German housing association criticizes new climate requirements for residential buildings
Climate-neutrality in the residential building sector cannot be achieved with ever-more efficiency and insulation requirements, especially if real estate prices are to remain affordable, says the Federal Association of German Housing and Real Estate Companies (GdW), Die Welt reports. According to industry representatives, when it comes to climate protection requirements for residential buildings, Germany is heading into a dead end, both financially and technologically. While the demands are constantly increasing for thermal insulation, control systems and renewable energy sources, construction and material costs continue to rise and the state has made hardly any additional funds available to support owners, landlords, tenants and housing companies. At its annual press conference, GdW President Axel Gedaschko said the government’s fixation on more efficiency had practically failed. "To believe that we can resolve the climate issue by ever higher energy standards is a mistake," he said. "The climate investments of the past 30 years had an effect in the first 20 years, but have not allowed energy consumption to fall any further since 2010," he added.
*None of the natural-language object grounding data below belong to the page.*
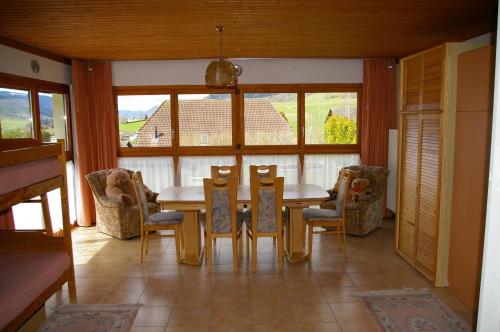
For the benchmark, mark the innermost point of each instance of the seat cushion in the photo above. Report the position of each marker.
(268, 227)
(164, 218)
(24, 276)
(240, 216)
(320, 215)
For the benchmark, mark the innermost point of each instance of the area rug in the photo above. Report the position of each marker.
(410, 310)
(91, 318)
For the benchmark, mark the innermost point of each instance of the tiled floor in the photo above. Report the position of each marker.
(305, 297)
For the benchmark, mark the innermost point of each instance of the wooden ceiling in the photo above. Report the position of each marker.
(185, 29)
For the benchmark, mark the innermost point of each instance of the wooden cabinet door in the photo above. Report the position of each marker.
(428, 192)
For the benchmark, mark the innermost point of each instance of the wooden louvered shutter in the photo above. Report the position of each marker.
(428, 192)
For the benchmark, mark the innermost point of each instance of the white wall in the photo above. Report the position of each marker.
(18, 62)
(255, 71)
(489, 296)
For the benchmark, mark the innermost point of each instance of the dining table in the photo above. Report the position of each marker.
(191, 201)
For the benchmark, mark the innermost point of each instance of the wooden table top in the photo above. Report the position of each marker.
(195, 195)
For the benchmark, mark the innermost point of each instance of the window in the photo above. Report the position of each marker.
(16, 115)
(270, 118)
(205, 120)
(331, 118)
(53, 117)
(144, 121)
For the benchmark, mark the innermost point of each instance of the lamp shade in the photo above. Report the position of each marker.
(221, 73)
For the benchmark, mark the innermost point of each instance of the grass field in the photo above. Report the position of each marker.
(131, 127)
(317, 107)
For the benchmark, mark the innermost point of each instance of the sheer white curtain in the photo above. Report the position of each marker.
(29, 215)
(157, 172)
(288, 166)
(323, 169)
(192, 170)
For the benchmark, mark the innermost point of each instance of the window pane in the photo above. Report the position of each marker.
(331, 118)
(194, 169)
(205, 120)
(288, 166)
(270, 118)
(16, 120)
(323, 169)
(144, 121)
(157, 172)
(53, 117)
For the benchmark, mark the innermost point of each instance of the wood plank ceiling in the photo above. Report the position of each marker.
(185, 29)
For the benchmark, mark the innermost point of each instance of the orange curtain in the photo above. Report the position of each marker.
(7, 220)
(379, 110)
(95, 127)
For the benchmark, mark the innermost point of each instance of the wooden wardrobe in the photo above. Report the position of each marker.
(426, 148)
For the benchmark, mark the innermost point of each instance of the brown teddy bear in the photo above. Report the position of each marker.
(359, 188)
(119, 185)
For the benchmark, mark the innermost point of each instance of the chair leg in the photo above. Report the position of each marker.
(208, 253)
(240, 245)
(248, 244)
(142, 246)
(234, 244)
(310, 230)
(280, 251)
(177, 243)
(254, 252)
(345, 244)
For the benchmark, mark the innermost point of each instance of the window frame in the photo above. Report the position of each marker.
(35, 86)
(238, 148)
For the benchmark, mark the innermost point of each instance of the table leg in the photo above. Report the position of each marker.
(295, 236)
(191, 251)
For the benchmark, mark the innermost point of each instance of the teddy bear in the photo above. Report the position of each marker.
(359, 188)
(119, 185)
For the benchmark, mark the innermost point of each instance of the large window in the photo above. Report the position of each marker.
(177, 132)
(16, 117)
(205, 120)
(33, 111)
(331, 118)
(270, 118)
(144, 121)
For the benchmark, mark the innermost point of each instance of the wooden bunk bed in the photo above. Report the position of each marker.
(33, 264)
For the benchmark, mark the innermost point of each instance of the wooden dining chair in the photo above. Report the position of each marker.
(333, 219)
(221, 219)
(225, 171)
(171, 221)
(263, 171)
(265, 217)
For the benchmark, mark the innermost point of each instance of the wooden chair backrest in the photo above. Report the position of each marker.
(142, 201)
(266, 195)
(263, 171)
(225, 171)
(217, 208)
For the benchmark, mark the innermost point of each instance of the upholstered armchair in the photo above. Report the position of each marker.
(366, 214)
(113, 217)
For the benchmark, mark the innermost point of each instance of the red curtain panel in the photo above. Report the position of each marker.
(379, 110)
(95, 127)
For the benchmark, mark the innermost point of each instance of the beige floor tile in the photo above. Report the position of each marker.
(350, 312)
(190, 317)
(319, 327)
(312, 313)
(116, 297)
(152, 316)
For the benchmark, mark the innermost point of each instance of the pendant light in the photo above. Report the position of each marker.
(222, 73)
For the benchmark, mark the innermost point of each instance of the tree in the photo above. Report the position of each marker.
(340, 130)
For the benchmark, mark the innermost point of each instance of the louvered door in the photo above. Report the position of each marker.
(420, 159)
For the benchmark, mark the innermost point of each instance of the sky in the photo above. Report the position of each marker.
(146, 102)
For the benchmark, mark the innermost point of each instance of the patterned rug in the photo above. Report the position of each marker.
(410, 310)
(91, 318)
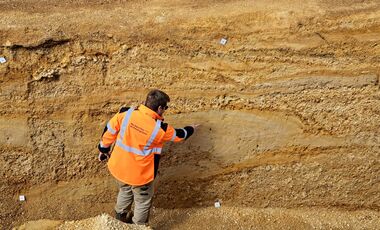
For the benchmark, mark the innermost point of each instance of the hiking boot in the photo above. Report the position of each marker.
(125, 217)
(128, 217)
(121, 216)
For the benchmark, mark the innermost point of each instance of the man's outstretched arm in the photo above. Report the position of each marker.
(179, 134)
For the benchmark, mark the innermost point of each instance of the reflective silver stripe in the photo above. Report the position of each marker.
(154, 134)
(185, 133)
(125, 122)
(174, 135)
(103, 145)
(137, 151)
(110, 129)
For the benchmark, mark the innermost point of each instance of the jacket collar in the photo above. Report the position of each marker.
(149, 112)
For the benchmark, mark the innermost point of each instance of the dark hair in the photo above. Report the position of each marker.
(155, 99)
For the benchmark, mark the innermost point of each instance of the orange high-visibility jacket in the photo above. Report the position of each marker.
(138, 135)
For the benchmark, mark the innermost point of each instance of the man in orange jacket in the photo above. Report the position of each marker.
(138, 135)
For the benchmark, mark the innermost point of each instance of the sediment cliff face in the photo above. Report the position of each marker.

Indeed, the building sector is the only one in which emission reduction targets were not met in 2020. One reason is a rebound effect: if a building is better insulated, the heating can be turned up without incurring higher heating costs. Another reason is that many buildings have already been at least partially renovated and insulated, and further renovations are too costly and make little economic sense, according to the GdW. The need for affordable housing cannot be met with ever higher efficiency standards, the GdW argues. "We want affordable housing and more rent regulation, but at the same time ever more expensive climate protection investments. That doesn't go together," Gedaschko says. He further argues that Germany does not have the capacity for the 'renovation wave' that is expected. "The German hope that we can get a lot of craftsmen from abroad is a delusion," he says.
The new emergency climate programme, presented on 23 June, has set additional energy efficiency requirements and the major parties’ election programmes all call for more insulation, new heating and rooftop photovoltaics. The goverment aims to spend 4.5 billion euros in 2022 and 2023 on efficiency in the building sector.